Appellante heeft verzocht om schadevergoeding wegens overschrijding van de redelijke termijn, bedoeld in artikel 6, eerste lid, van het EVRM. De redelijke termijn is voor een procedure in drie instanties in zaken zoals deze in beginsel niet overschreden als de procedure in haar geheel niet langer dan vier jaren heeft geduurd. De behandeling van het bezwaar mag ten hoogste een half jaar, de behandeling van het beroep ten hoogste anderhalf jaar en de behandeling van het hoger beroep ten hoogste twee jaren duren, terwijl doorgaans geen sprake is van een te lange behandelduur in de rechterlijke fase in haar geheel als deze niet meer dan drie en een half jaar heeft geduurd.
5.2.
Voor dit geval betekent dit het volgende. Vanaf de ontvangst door het Uwv op
16 september 2014 van het bezwaarschrift van appellante tot de datum van deze uitspraak zijn vier jaar en bijna zes maanden verstreken. De redelijke termijn is daarom met bijna zes maanden overschreden. Van dit tijdsverloop heeft de behandeling van het bezwaar door het Uwv bijna zes maanden geduurd. Vanaf de ontvangst van het beroepschrift van appellante door de rechtbank op 10 april 2015 tot de uitspraak van de Raad heeft de behandeling van het beroep en het hoger beroep bijna vier jaren geduurd. De overschrijding van de redelijke termijn heeft dus plaatsgevonden in de fase bij de bestuursrechter en bedraagt bijna zes maanden. Aan appellante zal daarom een schadevergoeding van € 500,- worden toegekend, te betalen door de Staat.

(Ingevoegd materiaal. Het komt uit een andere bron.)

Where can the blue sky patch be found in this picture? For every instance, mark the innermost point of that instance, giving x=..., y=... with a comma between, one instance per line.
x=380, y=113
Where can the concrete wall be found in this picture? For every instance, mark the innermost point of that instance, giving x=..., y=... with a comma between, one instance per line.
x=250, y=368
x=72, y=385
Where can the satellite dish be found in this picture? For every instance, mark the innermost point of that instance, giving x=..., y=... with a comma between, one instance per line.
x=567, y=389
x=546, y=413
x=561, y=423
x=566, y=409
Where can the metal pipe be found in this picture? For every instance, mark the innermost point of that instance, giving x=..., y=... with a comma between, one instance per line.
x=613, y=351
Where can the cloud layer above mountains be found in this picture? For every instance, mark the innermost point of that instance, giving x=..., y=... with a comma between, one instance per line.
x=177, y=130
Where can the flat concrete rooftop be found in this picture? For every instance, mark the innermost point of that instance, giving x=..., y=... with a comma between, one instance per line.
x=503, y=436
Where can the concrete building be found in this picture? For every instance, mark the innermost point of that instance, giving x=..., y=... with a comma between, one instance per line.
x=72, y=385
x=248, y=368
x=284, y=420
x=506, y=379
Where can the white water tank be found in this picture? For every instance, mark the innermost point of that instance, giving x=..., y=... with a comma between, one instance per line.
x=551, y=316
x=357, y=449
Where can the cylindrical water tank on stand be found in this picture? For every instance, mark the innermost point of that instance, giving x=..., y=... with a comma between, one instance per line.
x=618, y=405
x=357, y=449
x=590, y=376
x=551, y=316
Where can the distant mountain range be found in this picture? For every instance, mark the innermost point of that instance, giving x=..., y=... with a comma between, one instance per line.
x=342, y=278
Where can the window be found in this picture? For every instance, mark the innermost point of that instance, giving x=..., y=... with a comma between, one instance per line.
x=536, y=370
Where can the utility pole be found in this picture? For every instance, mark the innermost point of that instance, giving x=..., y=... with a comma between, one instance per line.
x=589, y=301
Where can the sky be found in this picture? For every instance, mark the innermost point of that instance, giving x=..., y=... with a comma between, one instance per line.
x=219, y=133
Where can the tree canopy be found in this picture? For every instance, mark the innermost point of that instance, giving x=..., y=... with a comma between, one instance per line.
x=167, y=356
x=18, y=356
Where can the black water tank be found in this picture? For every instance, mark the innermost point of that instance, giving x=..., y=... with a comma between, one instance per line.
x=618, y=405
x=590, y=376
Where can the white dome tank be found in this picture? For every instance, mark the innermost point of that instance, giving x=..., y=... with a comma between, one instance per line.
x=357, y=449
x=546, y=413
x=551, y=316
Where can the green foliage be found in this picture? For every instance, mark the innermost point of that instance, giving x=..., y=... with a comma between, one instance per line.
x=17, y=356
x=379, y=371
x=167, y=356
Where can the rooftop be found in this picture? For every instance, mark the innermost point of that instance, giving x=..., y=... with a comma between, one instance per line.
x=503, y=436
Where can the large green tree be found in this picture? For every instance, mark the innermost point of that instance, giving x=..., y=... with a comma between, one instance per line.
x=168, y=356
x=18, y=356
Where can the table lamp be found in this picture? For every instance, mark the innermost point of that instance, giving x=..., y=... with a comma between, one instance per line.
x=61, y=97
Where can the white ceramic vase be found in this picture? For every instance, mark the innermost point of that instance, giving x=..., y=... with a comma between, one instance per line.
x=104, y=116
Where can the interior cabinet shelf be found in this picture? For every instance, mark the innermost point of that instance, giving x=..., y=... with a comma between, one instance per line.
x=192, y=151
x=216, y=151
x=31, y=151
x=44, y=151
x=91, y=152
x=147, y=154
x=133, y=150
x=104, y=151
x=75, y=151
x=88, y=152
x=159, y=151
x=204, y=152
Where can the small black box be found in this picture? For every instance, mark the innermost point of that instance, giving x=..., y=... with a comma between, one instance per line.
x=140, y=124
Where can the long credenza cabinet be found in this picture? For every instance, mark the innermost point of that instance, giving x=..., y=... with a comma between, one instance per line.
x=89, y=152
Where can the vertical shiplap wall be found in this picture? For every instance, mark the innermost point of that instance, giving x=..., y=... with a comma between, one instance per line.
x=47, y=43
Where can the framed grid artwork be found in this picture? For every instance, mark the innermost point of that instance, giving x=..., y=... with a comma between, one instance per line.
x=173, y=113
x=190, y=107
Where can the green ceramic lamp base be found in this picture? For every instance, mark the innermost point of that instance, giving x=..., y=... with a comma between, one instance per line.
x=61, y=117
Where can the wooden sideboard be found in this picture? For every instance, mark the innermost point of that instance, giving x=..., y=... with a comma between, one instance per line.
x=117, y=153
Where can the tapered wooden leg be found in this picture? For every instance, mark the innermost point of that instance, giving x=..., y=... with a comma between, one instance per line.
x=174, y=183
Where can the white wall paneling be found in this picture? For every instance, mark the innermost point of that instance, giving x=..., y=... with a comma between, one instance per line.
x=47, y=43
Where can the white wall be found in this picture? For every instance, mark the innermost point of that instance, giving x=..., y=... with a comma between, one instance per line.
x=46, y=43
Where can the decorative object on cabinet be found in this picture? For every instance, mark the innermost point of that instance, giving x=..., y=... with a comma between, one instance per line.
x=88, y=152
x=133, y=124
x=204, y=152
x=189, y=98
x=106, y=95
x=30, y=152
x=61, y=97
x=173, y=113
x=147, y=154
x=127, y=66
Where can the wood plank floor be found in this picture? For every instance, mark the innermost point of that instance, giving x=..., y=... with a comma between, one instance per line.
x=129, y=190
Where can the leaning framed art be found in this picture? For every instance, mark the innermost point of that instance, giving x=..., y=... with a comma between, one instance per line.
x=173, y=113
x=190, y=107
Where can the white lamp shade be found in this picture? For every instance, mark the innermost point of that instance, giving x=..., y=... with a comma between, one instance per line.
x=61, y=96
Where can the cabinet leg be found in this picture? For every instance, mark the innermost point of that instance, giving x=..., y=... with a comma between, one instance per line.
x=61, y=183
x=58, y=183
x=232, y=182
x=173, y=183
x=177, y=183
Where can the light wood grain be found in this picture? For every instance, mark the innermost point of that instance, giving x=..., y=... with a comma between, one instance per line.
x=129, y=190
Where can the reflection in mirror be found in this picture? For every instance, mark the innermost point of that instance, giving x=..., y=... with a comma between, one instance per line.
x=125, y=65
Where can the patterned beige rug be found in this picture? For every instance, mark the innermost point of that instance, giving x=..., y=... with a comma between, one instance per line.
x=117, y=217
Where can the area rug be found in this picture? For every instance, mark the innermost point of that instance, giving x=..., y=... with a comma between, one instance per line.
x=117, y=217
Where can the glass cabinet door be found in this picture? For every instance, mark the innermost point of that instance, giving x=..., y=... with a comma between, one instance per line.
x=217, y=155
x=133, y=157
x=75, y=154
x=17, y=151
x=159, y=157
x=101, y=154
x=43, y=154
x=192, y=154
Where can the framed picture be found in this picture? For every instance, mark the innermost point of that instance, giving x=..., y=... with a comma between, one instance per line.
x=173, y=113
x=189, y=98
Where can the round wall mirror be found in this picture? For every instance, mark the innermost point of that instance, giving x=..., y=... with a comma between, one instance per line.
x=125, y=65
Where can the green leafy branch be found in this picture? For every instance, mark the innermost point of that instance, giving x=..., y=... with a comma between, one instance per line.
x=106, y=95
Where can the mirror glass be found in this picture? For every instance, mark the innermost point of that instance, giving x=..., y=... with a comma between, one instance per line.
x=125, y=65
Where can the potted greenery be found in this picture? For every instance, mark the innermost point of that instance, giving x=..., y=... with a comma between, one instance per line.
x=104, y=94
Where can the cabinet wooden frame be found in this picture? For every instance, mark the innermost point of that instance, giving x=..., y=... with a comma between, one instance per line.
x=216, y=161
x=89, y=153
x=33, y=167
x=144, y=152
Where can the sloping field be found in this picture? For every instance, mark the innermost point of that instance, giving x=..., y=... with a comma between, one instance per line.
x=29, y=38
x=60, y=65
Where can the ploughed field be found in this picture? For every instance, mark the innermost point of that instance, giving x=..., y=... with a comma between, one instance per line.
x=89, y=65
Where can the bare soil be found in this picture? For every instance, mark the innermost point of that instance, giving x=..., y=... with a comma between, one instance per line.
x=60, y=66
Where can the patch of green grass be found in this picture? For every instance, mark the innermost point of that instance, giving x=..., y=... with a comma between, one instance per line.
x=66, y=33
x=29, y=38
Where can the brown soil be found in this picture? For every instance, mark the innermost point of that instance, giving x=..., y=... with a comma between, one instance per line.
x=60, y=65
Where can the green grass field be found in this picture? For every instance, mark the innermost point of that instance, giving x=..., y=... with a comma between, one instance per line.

6. Het voorgaande geeft aanleiding de Staat te veroordelen in de proceskosten van appellante, tot een bedrag van € 512,- voor verleende rechtsbijstand.

BESLISSING

De Centrale Raad van Beroep
- bevestigt de aangevallen uitspraak, voor zover aangevochten;
- veroordeelt de Staat tot vergoeding van schade aan appellante tot een bedrag van € 500,-;
- veroordeelt de Staat in de proceskosten van appellante tot een bedrag van € 512,-.
Deze uitspraak is gedaan door B.J. van de Griend als voorzitter en A.T. de Kwaasteniet en W.R. van der Velde als leden, in tegenwoordigheid van M.A.E. Lageweg als griffier. De beslissing is uitgesproken in het openbaar op 14 maart 2019.